Throw in a new high-energy throwaway track about three-ways (titled, um, “3”), and what do you get? You get The Singles Collection: a high-gloss collection of tunes that selectively sums up the career of one of the biggest female pop singers of the past decade. It’s a disc that’s light on filler (do you really miss “From the Bottom of My Broken Heart”?) and heavy on Spears’ more high-energy cuts, which, without question, play to her strengths as a performer. Yet is it perfect? Of course not: stellar tracks like “Toxic” only come once in a lifetime, and some of Spears’ biggest earlier hits (see: “Oops… I Did It Again”) suffer from those late ’90s production techniques (see: wah-guitar) that sounded dated just two years after they were released. Although Spears’ high points remain as guilty-pleasure thrilling as they get, no pop star has ever survived a decade without at least a few missteps, and Spears is no exception.
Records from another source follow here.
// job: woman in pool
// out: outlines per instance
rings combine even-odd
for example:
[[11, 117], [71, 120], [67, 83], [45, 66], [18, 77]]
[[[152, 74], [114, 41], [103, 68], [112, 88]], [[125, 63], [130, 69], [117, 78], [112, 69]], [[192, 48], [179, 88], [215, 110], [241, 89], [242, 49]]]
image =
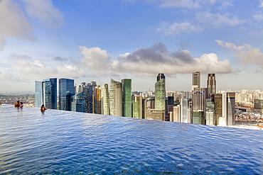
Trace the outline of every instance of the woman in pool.
[[44, 105], [42, 105], [41, 106], [41, 108], [40, 108], [40, 110], [41, 111], [42, 113], [44, 113], [45, 110], [47, 110], [46, 108], [45, 108], [45, 106]]

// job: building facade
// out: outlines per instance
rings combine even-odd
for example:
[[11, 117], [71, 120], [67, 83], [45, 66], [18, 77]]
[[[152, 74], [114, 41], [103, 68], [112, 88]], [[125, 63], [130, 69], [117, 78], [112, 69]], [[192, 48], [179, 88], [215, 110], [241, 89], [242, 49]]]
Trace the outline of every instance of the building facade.
[[74, 79], [58, 79], [58, 109], [71, 111], [71, 98], [74, 95]]
[[155, 84], [155, 108], [166, 109], [166, 79], [163, 74], [159, 74]]

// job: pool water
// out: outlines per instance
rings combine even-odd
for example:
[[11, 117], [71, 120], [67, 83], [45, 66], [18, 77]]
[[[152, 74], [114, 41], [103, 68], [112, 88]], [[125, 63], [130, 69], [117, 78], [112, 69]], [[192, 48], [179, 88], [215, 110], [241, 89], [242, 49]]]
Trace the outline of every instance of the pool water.
[[0, 174], [263, 174], [263, 131], [0, 105]]

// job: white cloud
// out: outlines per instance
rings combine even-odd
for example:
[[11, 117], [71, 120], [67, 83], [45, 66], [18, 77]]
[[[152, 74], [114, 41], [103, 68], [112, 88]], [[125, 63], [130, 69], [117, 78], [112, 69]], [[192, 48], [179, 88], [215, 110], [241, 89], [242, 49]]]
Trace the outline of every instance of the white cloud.
[[5, 38], [18, 38], [34, 40], [32, 26], [19, 6], [11, 0], [0, 1], [0, 49], [3, 49]]
[[94, 75], [104, 74], [110, 61], [107, 51], [100, 47], [87, 48], [85, 46], [80, 46], [80, 49], [83, 55], [80, 63], [92, 72]]
[[257, 21], [263, 21], [263, 14], [262, 13], [254, 14], [252, 16], [254, 19], [256, 19]]
[[23, 0], [28, 6], [26, 11], [31, 18], [51, 28], [61, 27], [65, 21], [63, 15], [52, 4], [51, 0]]
[[245, 23], [245, 21], [240, 19], [237, 16], [226, 13], [211, 13], [210, 12], [199, 12], [196, 13], [196, 19], [204, 23], [207, 26], [211, 25], [214, 28], [220, 28], [225, 26], [237, 26]]
[[22, 55], [14, 58], [13, 71], [18, 72], [17, 77], [21, 80], [38, 79], [43, 77], [78, 78], [84, 77], [87, 72], [82, 68], [65, 64], [60, 66], [46, 66], [40, 60], [33, 60]]
[[222, 40], [215, 40], [218, 45], [231, 50], [235, 57], [241, 59], [239, 64], [252, 64], [263, 67], [263, 53], [259, 48], [252, 48], [250, 45], [243, 44], [241, 46], [236, 46], [233, 43], [225, 43]]
[[157, 29], [158, 31], [163, 32], [166, 35], [179, 35], [181, 33], [197, 33], [202, 30], [200, 26], [192, 25], [189, 23], [174, 23], [170, 24], [166, 22], [161, 23], [162, 27]]
[[263, 0], [259, 0], [259, 7], [263, 7]]
[[189, 51], [169, 52], [162, 43], [136, 49], [134, 52], [122, 55], [112, 62], [111, 69], [119, 73], [137, 75], [189, 74], [195, 71], [203, 73], [230, 73], [233, 69], [227, 60], [220, 61], [215, 53], [204, 54], [193, 58]]

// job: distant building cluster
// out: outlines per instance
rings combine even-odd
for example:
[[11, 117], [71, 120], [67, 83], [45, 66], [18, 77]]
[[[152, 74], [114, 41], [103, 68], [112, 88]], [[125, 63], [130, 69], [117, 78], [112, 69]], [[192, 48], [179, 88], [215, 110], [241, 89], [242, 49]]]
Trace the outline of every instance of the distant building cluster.
[[130, 79], [112, 79], [109, 86], [96, 81], [77, 86], [73, 79], [59, 79], [58, 88], [57, 79], [52, 78], [36, 81], [35, 92], [35, 106], [39, 108], [44, 104], [50, 109], [210, 125], [235, 124], [237, 98], [251, 98], [254, 108], [263, 111], [262, 94], [217, 93], [215, 74], [208, 74], [207, 86], [202, 88], [200, 72], [193, 73], [189, 92], [166, 91], [166, 77], [161, 73], [154, 91], [132, 92]]

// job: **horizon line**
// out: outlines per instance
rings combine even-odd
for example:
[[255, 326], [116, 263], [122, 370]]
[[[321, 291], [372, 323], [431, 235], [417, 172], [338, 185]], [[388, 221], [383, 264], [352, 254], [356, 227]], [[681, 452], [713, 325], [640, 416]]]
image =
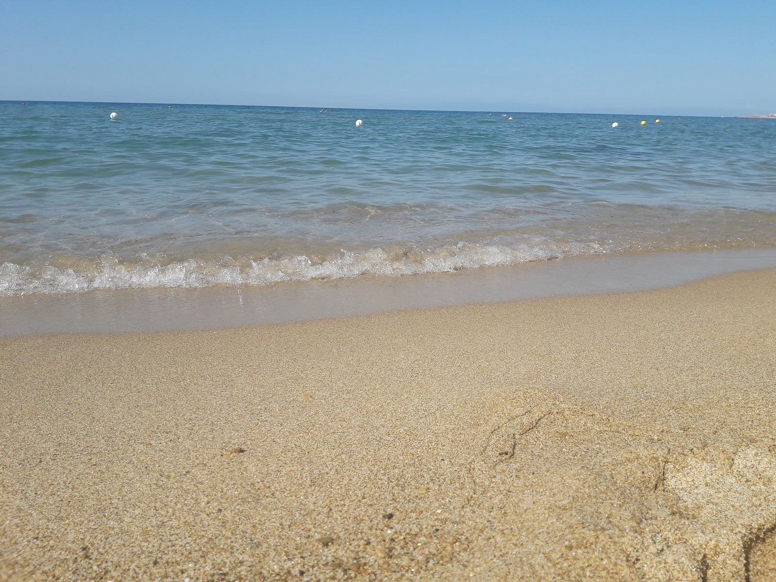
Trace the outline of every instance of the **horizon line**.
[[[286, 106], [286, 105], [255, 105], [247, 103], [177, 103], [175, 102], [156, 102], [156, 101], [64, 101], [61, 99], [0, 99], [0, 102], [19, 102], [19, 103], [95, 103], [95, 104], [112, 104], [112, 105], [158, 105], [158, 106], [213, 106], [213, 107], [265, 107], [273, 109], [317, 109], [318, 106]], [[324, 109], [326, 109], [325, 107]], [[661, 116], [663, 117], [743, 117], [743, 115], [734, 116], [714, 116], [714, 115], [696, 115], [684, 114], [676, 115], [673, 113], [601, 113], [584, 111], [520, 111], [518, 109], [400, 109], [390, 107], [328, 107], [328, 109], [350, 109], [355, 111], [417, 111], [417, 112], [438, 112], [447, 113], [489, 113], [494, 112], [511, 112], [512, 113], [539, 113], [552, 115], [632, 115], [632, 116]]]

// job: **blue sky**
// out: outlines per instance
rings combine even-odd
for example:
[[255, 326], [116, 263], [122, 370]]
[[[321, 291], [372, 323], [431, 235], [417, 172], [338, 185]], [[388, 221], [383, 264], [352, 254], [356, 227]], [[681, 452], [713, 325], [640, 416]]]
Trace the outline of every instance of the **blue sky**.
[[0, 3], [0, 99], [746, 115], [770, 2]]

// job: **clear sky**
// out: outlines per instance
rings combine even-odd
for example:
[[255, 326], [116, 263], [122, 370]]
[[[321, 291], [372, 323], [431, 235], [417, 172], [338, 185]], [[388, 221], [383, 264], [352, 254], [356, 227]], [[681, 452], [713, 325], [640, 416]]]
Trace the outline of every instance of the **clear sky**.
[[0, 99], [746, 115], [767, 2], [0, 0]]

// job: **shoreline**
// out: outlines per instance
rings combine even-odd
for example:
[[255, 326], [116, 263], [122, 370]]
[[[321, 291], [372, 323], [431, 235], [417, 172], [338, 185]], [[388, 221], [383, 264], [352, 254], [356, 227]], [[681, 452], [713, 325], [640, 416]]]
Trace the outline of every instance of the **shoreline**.
[[774, 289], [0, 338], [0, 572], [773, 580]]
[[776, 268], [776, 249], [576, 257], [456, 273], [0, 297], [0, 337], [223, 329], [674, 286]]

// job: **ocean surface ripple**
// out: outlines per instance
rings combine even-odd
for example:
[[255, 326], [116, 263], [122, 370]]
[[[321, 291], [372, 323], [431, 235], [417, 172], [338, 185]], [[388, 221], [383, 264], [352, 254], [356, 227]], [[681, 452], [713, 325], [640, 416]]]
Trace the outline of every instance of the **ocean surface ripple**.
[[503, 113], [0, 102], [0, 296], [776, 246], [776, 122]]

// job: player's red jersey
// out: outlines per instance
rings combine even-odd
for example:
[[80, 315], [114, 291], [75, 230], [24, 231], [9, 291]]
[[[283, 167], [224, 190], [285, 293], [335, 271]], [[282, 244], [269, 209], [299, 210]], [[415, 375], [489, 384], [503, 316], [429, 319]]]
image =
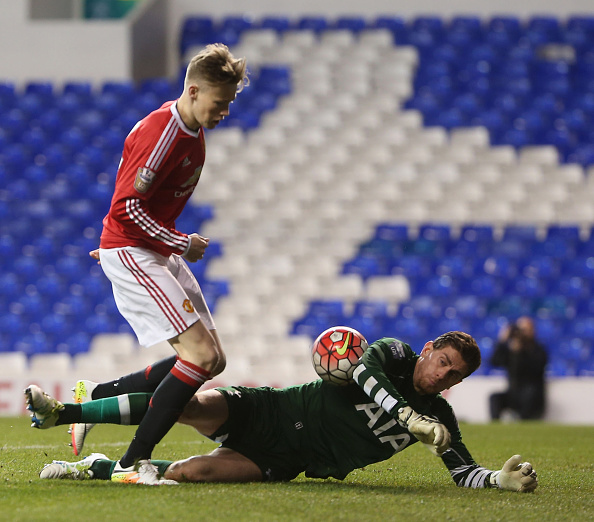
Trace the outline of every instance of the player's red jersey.
[[175, 220], [200, 179], [204, 157], [204, 130], [186, 127], [175, 101], [139, 121], [124, 142], [101, 248], [182, 254], [189, 239]]

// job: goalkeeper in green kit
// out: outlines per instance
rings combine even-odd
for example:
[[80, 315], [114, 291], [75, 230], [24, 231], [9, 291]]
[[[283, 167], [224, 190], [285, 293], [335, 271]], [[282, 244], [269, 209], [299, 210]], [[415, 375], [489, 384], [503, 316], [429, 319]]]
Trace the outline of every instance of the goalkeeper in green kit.
[[[198, 392], [178, 422], [220, 446], [181, 461], [153, 460], [161, 474], [154, 484], [285, 481], [302, 472], [344, 479], [354, 469], [422, 442], [458, 486], [534, 491], [536, 472], [519, 455], [496, 471], [474, 461], [451, 406], [440, 395], [480, 362], [476, 341], [463, 332], [440, 335], [419, 355], [397, 339], [383, 338], [369, 346], [355, 369], [355, 382], [346, 386], [316, 380], [282, 389], [233, 386]], [[25, 396], [32, 426], [138, 424], [155, 385], [147, 380], [142, 389], [141, 374], [120, 379], [111, 387], [112, 397], [106, 397], [110, 392], [104, 386], [79, 381], [87, 384], [92, 399], [82, 404], [62, 404], [31, 385]], [[95, 453], [78, 462], [54, 461], [40, 476], [110, 480], [114, 466], [115, 461]]]

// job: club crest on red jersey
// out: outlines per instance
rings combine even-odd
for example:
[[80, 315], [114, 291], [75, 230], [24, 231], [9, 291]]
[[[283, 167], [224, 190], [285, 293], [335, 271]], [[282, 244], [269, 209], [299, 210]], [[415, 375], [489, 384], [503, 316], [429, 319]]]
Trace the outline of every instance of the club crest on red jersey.
[[147, 167], [140, 167], [136, 172], [136, 179], [134, 180], [134, 188], [137, 192], [144, 194], [155, 180], [156, 172]]

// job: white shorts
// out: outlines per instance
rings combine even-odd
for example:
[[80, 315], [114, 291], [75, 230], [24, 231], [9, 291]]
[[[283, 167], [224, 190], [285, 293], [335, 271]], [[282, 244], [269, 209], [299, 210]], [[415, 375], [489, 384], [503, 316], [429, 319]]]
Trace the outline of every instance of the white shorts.
[[118, 310], [142, 346], [171, 339], [198, 320], [215, 329], [200, 285], [180, 256], [138, 247], [100, 249], [99, 256]]

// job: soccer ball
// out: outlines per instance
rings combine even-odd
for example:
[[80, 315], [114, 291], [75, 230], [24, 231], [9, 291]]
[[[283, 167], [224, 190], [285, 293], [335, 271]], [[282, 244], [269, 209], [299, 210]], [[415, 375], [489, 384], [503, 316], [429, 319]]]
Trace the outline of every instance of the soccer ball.
[[314, 341], [311, 360], [323, 380], [343, 386], [353, 382], [355, 366], [367, 347], [367, 340], [357, 330], [333, 326]]

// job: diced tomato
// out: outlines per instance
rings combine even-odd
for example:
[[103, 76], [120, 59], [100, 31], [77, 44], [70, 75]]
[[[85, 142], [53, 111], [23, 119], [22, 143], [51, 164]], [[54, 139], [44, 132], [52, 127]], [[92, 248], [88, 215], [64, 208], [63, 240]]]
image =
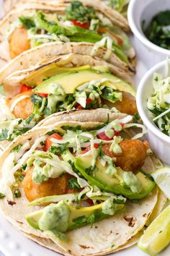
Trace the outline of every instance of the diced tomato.
[[77, 193], [77, 192], [78, 192], [78, 190], [76, 189], [68, 189], [67, 190], [66, 194], [73, 194], [73, 193]]
[[50, 146], [52, 145], [53, 142], [50, 141], [50, 139], [56, 139], [56, 140], [62, 140], [63, 137], [59, 135], [58, 133], [53, 133], [52, 135], [49, 136], [45, 141], [45, 150], [47, 151]]
[[[123, 128], [125, 124], [124, 123], [120, 123], [120, 124], [121, 125], [121, 127]], [[118, 136], [120, 134], [120, 131], [117, 131], [117, 132], [115, 132], [115, 135], [114, 136]]]
[[110, 140], [111, 139], [109, 138], [109, 137], [107, 137], [105, 134], [104, 132], [102, 132], [101, 133], [99, 133], [98, 135], [97, 135], [97, 137], [98, 139], [99, 140]]
[[[99, 148], [99, 144], [94, 143], [94, 148]], [[86, 148], [81, 151], [81, 154], [85, 154], [86, 153], [87, 153], [88, 151], [89, 151], [91, 150], [91, 146], [86, 147]]]
[[27, 92], [28, 90], [32, 90], [31, 87], [29, 87], [26, 85], [22, 85], [21, 90], [20, 90], [20, 93]]
[[91, 200], [90, 198], [86, 199], [86, 202], [90, 205], [94, 205], [93, 200]]
[[[92, 100], [91, 100], [90, 98], [86, 98], [86, 106], [89, 105], [91, 101], [92, 101]], [[81, 109], [84, 108], [82, 107], [82, 106], [81, 106], [81, 105], [79, 104], [79, 103], [77, 103], [75, 107], [76, 107], [76, 108], [77, 110], [81, 110]]]
[[71, 21], [75, 26], [85, 28], [86, 30], [88, 30], [89, 28], [89, 24], [88, 22], [84, 23], [84, 22], [81, 22], [76, 20], [71, 20]]
[[48, 97], [48, 93], [37, 93], [37, 94], [41, 96], [41, 97], [45, 97], [47, 98]]
[[116, 40], [117, 40], [117, 43], [118, 44], [118, 46], [120, 46], [120, 47], [122, 46], [123, 45], [123, 40], [119, 36], [119, 35], [114, 35], [115, 38], [116, 38]]
[[81, 110], [83, 108], [82, 106], [81, 106], [80, 104], [77, 103], [75, 106], [75, 108], [77, 109], [77, 110]]
[[118, 136], [120, 134], [120, 131], [119, 132], [115, 132], [115, 135], [114, 136]]

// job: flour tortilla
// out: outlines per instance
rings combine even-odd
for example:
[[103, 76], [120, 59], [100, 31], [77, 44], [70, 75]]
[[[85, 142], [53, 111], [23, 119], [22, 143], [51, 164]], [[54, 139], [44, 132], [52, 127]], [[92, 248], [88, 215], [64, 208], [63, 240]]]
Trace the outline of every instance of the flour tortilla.
[[[97, 3], [99, 1], [99, 5], [97, 6]], [[8, 34], [9, 31], [11, 30], [11, 24], [15, 22], [18, 17], [22, 15], [28, 16], [31, 12], [34, 11], [42, 11], [47, 13], [56, 13], [63, 14], [66, 7], [68, 6], [67, 1], [63, 3], [62, 1], [50, 1], [48, 2], [42, 0], [39, 1], [31, 1], [29, 3], [23, 1], [23, 4], [17, 4], [17, 8], [14, 8], [11, 12], [9, 12], [0, 22], [0, 67], [3, 67], [5, 64], [9, 62], [11, 59], [9, 56], [9, 41], [8, 41]], [[8, 4], [7, 4], [8, 3]], [[110, 8], [101, 2], [99, 0], [94, 1], [94, 3], [91, 3], [89, 1], [84, 1], [83, 3], [86, 5], [89, 5], [96, 9], [99, 12], [101, 12], [104, 16], [107, 17], [112, 22], [113, 25], [116, 25], [119, 27], [124, 28], [125, 30], [129, 30], [129, 27], [128, 22], [125, 17], [123, 17], [119, 12], [112, 10]], [[5, 4], [5, 3], [4, 3]], [[6, 2], [6, 5], [10, 6], [10, 3]], [[107, 14], [108, 14], [107, 15]], [[133, 50], [134, 52], [134, 50]], [[134, 55], [134, 54], [133, 54]], [[116, 59], [116, 61], [119, 62], [119, 65], [122, 65], [122, 69], [125, 64], [121, 61], [114, 53], [112, 56]], [[130, 67], [132, 71], [133, 69]]]
[[[21, 82], [27, 76], [40, 69], [44, 68], [45, 70], [53, 64], [60, 67], [89, 65], [95, 68], [99, 66], [117, 77], [132, 82], [131, 77], [126, 72], [98, 56], [89, 56], [91, 50], [91, 46], [84, 43], [50, 43], [42, 45], [24, 52], [4, 67], [0, 71], [0, 83], [4, 85], [6, 96], [12, 97], [19, 93]], [[102, 49], [99, 50], [100, 54], [101, 51]]]
[[[26, 134], [18, 137], [4, 152], [0, 158], [0, 182], [3, 187], [3, 176], [6, 175], [10, 176], [10, 171], [6, 169], [6, 163], [9, 163], [9, 155], [12, 149], [18, 144], [24, 144], [26, 141], [32, 145], [36, 138], [40, 137], [42, 135], [50, 129], [58, 129], [63, 125], [75, 126], [81, 125], [82, 127], [92, 128], [101, 124], [101, 121], [106, 121], [106, 116], [103, 116], [103, 111], [101, 112], [100, 122], [98, 121], [98, 115], [100, 110], [97, 110], [97, 114], [95, 115], [95, 111], [85, 111], [84, 116], [84, 122], [76, 121], [60, 121], [55, 122], [53, 119], [53, 125], [50, 124], [29, 131]], [[81, 111], [81, 113], [83, 113]], [[108, 114], [108, 113], [107, 113]], [[77, 114], [76, 114], [76, 115]], [[65, 114], [66, 115], [66, 114]], [[75, 114], [72, 113], [71, 119], [73, 120]], [[102, 117], [103, 116], [103, 117]], [[117, 114], [116, 115], [110, 113], [110, 121], [115, 119], [122, 118], [125, 115]], [[75, 117], [76, 119], [77, 117]], [[91, 120], [93, 121], [89, 121]], [[151, 172], [152, 171], [153, 162], [150, 158], [146, 158], [145, 162], [145, 171]], [[12, 197], [12, 194], [6, 193], [6, 197], [0, 200], [1, 210], [14, 226], [18, 229], [24, 232], [33, 241], [36, 241], [45, 247], [50, 248], [54, 251], [61, 253], [63, 255], [86, 256], [86, 255], [102, 255], [113, 252], [114, 251], [123, 249], [127, 242], [130, 243], [130, 239], [134, 236], [138, 235], [141, 231], [151, 214], [157, 202], [157, 188], [153, 189], [144, 199], [139, 200], [138, 202], [132, 202], [128, 201], [126, 208], [122, 213], [117, 213], [108, 219], [103, 220], [93, 225], [77, 229], [68, 232], [66, 234], [68, 238], [67, 243], [62, 241], [52, 241], [48, 236], [40, 230], [35, 230], [29, 226], [25, 220], [25, 215], [34, 210], [37, 210], [41, 207], [32, 206], [27, 207], [28, 202], [23, 190], [20, 189], [22, 197], [16, 199]], [[133, 243], [132, 240], [132, 243]], [[136, 241], [136, 240], [135, 240]]]
[[[113, 25], [122, 28], [125, 31], [130, 32], [130, 29], [126, 18], [125, 18], [118, 12], [108, 7], [103, 1], [100, 0], [80, 0], [84, 6], [93, 7], [97, 12], [102, 13], [104, 16], [107, 17]], [[2, 4], [2, 15], [4, 16], [9, 11], [15, 11], [17, 9], [23, 10], [27, 8], [37, 9], [50, 9], [55, 11], [56, 7], [61, 8], [64, 10], [66, 7], [71, 2], [71, 0], [4, 0]]]

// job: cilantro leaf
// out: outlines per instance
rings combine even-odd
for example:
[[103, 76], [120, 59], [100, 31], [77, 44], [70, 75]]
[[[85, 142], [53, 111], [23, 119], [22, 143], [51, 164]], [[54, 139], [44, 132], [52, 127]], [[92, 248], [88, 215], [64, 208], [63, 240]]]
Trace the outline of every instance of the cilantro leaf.
[[2, 193], [0, 193], [0, 199], [4, 198], [5, 195]]
[[27, 30], [32, 27], [35, 27], [33, 19], [30, 17], [22, 16], [19, 17], [19, 20], [24, 25]]
[[68, 145], [69, 145], [69, 142], [61, 144], [60, 147], [52, 145], [48, 150], [53, 154], [61, 155], [66, 150]]
[[71, 190], [73, 190], [74, 189], [76, 189], [78, 191], [80, 190], [80, 185], [79, 184], [76, 178], [68, 179], [68, 184]]
[[1, 132], [0, 133], [0, 141], [2, 140], [9, 140], [8, 139], [8, 130], [7, 129], [2, 129]]
[[96, 11], [89, 7], [84, 7], [79, 1], [73, 1], [66, 9], [67, 20], [89, 22], [97, 17]]

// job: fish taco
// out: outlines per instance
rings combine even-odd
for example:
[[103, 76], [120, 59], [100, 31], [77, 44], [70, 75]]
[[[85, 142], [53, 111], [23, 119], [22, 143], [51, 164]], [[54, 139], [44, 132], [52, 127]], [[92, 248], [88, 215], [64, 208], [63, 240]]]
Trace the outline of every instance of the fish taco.
[[[64, 255], [130, 246], [157, 202], [144, 127], [131, 116], [107, 114], [76, 111], [70, 121], [65, 114], [16, 138], [0, 158], [2, 213]], [[83, 121], [75, 121], [81, 114]]]
[[[41, 46], [1, 70], [6, 96], [1, 104], [1, 141], [12, 141], [42, 119], [65, 111], [104, 108], [138, 116], [133, 86], [119, 78], [122, 73], [115, 72], [114, 64], [81, 54], [82, 46]], [[87, 54], [90, 46], [84, 47]]]
[[49, 42], [86, 42], [94, 45], [92, 56], [103, 46], [107, 50], [105, 59], [112, 53], [122, 69], [126, 65], [133, 74], [135, 51], [123, 30], [129, 30], [127, 20], [100, 1], [25, 3], [0, 23], [1, 61]]

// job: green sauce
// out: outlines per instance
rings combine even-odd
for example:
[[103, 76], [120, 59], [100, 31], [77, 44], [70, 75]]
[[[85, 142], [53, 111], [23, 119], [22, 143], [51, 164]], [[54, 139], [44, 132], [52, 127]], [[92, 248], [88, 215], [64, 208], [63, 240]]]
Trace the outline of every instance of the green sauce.
[[69, 224], [70, 210], [67, 204], [61, 201], [51, 204], [44, 208], [38, 225], [40, 229], [45, 231], [55, 230], [59, 232], [66, 232]]

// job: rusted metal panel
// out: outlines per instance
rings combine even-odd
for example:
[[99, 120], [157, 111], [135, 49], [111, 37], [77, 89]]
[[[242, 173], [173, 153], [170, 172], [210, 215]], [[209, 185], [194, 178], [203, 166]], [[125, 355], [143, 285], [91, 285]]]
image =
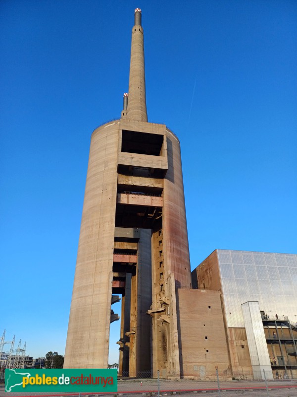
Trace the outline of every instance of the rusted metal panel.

Although The Singles Collection is an admirable attempt to expunge Spears’ worst songs from the public’s consciousness, Spears’ legacy isn’t as controllable as it once was. Even with her public follies and failures (many of which later bled into her music), she’s still just a pop star surrounded by some great producers, albeit one with more notoriety and identity than most. Does it make for some interesting music down the road? Definitely. Does it make the case for Spears’ being the greatest pop star since the inception of popular music? Probably not. If you’re a casual fan, would buying The Singles Collection likely satisfy you with all the important Britney Spears’ songs you would ever need? At this point in time, absolutely.